I’m Pastor Anjanette Bandel and serve as Pastor of Visitation Outreach and Mission at Bethel Lutheran Church in Rochester, MN. This week of service work at the Children’s Hospital at Zinga included the opportunity to paint the interior of rooms of the newly constructed birthing unit of the hospital complex.
While there is still a great deal of work to be done on the facility, it was exciting to feel like our congregation was not only providing the funding for the paint, and we brought along some additional brushes, rollers, pans, and painting tape,but we are representing the partnership we share with each personally applied stroke of paint.
The work was meaningful because each room we entered will one day welcome new children and new mothers, new needs and compassionate doctors and nurses. I prayed in each room that those who labored or cared for mothers and babies would also sense and know that they were loved by God, precious in His sight, and God would provide for them what they needed from day to day.

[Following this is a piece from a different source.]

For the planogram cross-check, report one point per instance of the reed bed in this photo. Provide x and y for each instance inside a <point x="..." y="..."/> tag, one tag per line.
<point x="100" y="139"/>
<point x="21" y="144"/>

We have been blessed this week by the hospitality of Denny and Paula and their wonderful staff. Their work is clearly a calling and their passion. While there is much work to be done, and many more donations to be added to bring the project to completion, the Lord will provide and this will be a place of refuge and care for future generations.
Bethel looks forward to continuing to offer support through prayers, finances, and future teams sent to be the hands and feet of Christ.
Many thanks for the work of all who are continuing to help in any way with the hospital. I highly encourage your gifts as they are well stewarded and, if possible, a visit for service work or to learn more.
There is something powerful to seeing what God is doing first-hand with this marvelous project.